Originally Posted by mora2818
Hmm, we have very similar setups. All NRS stuff and lined up the same from the best I can tell. I wonder if I am exaggerating my stoke to much in the water or something. As in not enough in the water or too deep. Obviously I am generating a lot of torque that is pushing the oar upwards. Is there angle line/path the oar should follow while rowing in the oar lock. Like the oar should be at a 35-45 degree angle?
In general it is recommended that the oar pivots about 1/3 down the shaft. So for normal rowing stroke you probably want something close to 30-35 degree angle on the shaft. I've rowed short oars before with close to 45 degrees and felt like I needed to have my hands near eye level to get the oar to dig. Not a good feeling.
Here is some more background on "how I roll"
I keep a fist distance between the oar handle tips. I'm pretty sure during my rowing stroke that my arms are a little below the chest height an a bit higher when doing strokes where I need to really dig in or ensure that I'm making it down to the water
I run 10' oars on a 72" frame with 26.5" leopard tubes (sit on seat on drybox) and 9.5' oars on a 66" frame setup running 22" ocelot tubes - sit on seat place right on the frame.
You can see with a 26.5" tube and 6" tower that even if my tube is 10" in the water, I don't need to get even near level oar to get it out of the water. So there is tons of clearance between leg and oar even if I lift the oar pretty far out of the water ... I can load the cat down pretty heavily and still be up quite a bit more than a loaded 20" tube (do you have a 13' s/b?) ...
On the ocelot my seat is lower as I have less distance to the water so in that case my return stroke has to be deeper and hence my knees need to be lower. I also can't run nearly as much gear in the ocelot and generally use it for more technical solo day trips.
the tube diameter as well as loading of the boat is going to set how much you have to push the oars down towards "level" to get them out of the water.
If you want, set up your boat and have your friend or wife take pics from the side and from the front at oar tower level. PM to me or post them --- this will help me and others understand the problem.

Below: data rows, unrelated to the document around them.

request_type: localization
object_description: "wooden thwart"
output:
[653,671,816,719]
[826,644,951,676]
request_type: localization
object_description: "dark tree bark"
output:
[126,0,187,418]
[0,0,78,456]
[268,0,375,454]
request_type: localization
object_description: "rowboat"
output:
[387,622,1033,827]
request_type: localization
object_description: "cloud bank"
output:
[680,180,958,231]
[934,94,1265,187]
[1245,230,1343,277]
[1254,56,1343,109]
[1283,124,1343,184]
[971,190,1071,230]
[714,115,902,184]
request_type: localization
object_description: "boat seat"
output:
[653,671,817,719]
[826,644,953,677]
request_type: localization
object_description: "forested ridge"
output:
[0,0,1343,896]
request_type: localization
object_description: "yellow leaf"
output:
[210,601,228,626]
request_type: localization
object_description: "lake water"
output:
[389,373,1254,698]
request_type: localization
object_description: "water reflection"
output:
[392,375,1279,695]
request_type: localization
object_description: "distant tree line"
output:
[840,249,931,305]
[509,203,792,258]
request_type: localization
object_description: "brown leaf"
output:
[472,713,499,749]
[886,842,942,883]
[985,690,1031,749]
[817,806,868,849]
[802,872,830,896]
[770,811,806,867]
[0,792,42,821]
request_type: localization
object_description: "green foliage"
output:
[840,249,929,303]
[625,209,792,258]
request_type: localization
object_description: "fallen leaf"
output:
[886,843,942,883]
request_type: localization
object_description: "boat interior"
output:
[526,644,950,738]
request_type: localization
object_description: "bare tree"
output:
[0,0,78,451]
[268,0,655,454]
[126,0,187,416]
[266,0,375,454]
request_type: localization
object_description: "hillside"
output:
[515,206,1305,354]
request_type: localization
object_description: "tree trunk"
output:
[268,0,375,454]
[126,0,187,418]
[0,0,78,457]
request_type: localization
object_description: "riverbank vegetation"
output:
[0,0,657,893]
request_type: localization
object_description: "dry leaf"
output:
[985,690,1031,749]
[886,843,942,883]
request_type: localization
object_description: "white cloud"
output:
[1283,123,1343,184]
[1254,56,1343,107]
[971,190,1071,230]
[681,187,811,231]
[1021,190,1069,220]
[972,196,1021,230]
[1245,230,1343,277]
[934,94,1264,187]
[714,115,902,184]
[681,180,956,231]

I'm pretty sure based on your description, frame size, oar length, etc that the problem is that you are sitting up a bit too high and need the taller towers. If this is the case, and you haven't had the frame for a long time, I'm pretty sure you could convince them to exchange the towers for taller ones if you can make the case that their "default" frame geometry is all messed up. NRS is generally pretty cool with their policies.